For starters, raw milk is indeed associated with robust immune systems. But those robust immune systems have predominantly belonged to young children on homesteads in Switzerland, Austria, Germany and France. There is a well-studied link between “rural exposure in early life” and benefits like a diverse microbiome and a lowered risk of allergies or asthma. This is called the farm effect. Because these same children grew up drinking raw milk, many have tangentially claimed the consumption of raw milk could lead to a stronger immune system.

But it’s a tenuous link. Are alpine farm children deriving their superpowers from raw milk? Or are they stronger on account of mucking around in the mud? Could their farm exposure even better prepare them for the consumption of raw milk? And how important is it that they’re drinking raw milk from alpine cows, who, let’s be honest, have a higher standard of living than most of the planet’s cattle?

Oh, and finally: what on earth does any of this have to do with a 32-year-old Angeleno getting a raw milk smoothie at Erewhon?

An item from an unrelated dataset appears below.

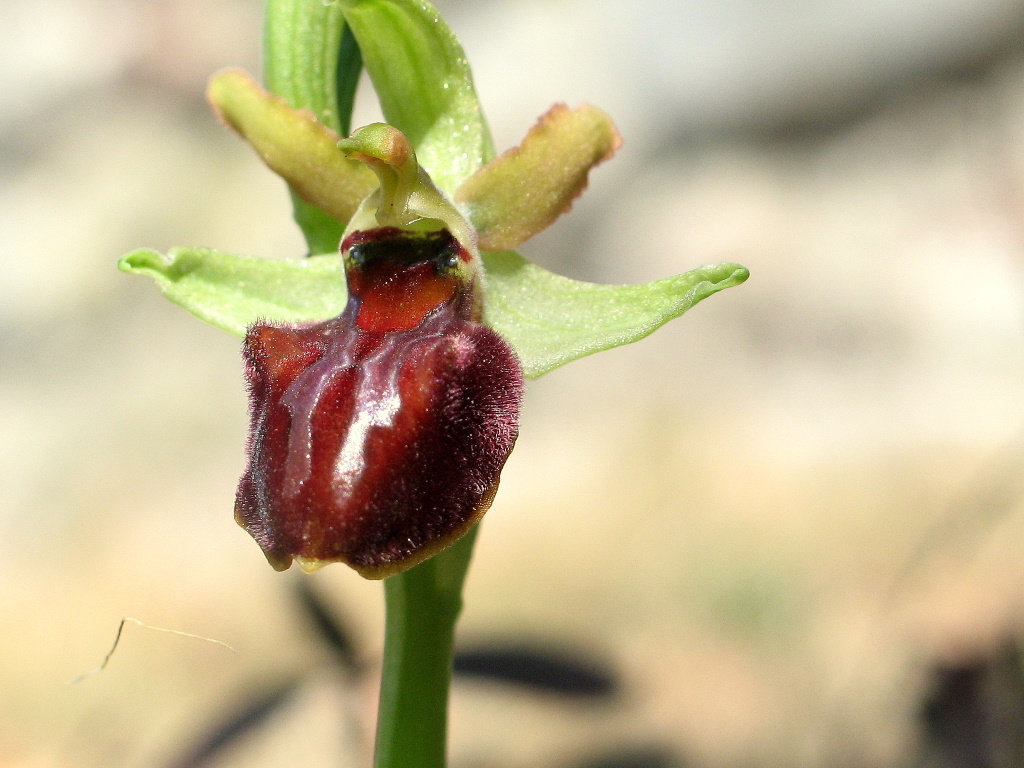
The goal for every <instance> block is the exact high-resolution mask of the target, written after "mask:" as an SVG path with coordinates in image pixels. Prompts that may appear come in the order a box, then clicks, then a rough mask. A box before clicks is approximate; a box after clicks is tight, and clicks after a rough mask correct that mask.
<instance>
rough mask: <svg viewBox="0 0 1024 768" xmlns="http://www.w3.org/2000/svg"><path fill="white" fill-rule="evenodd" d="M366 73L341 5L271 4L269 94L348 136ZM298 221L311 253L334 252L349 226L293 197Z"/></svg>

While it seems highly unlikely that said Angeleno could derive any of raw milk’s best-case benefits, the science is far clearer on raw milk’s risks. According to the CDC, unpasteurized dairy products are 840 times more likely to lead to infection and illness than their pasteurized counterparts. Raw milk can serve as a vehicle for salmonella, listeria, and E. coli, and those germs could lead to hospitalizations or even death. And, yes, raw milk could contain H5N1, the very virus currently working its way through American dairy cattle.

Your Best Defense

Since early December, the USDA has implemented a more robust national effort to collect samples of unpasteurized milk from dairy herds throughout the country and test them for H5N1.

While there is no evidence that pasteurized milk is unsafe, the same can’t be said for the unpasteurized stuff. So often, raw milk enthusiasts make the vague point that “something is lost in processing,” that heating milk to at least 145°F strips it of its natural nutrients. But in this case, that processing is ensuring your glass of milk won’t include a dangerous influenza virus.

If you’re at all on the fence about this, do yourself a favor and exercise your personal liberty elsewhere. Find your 2025 wellness hack elsewhere. Boost your immune system elsewhere.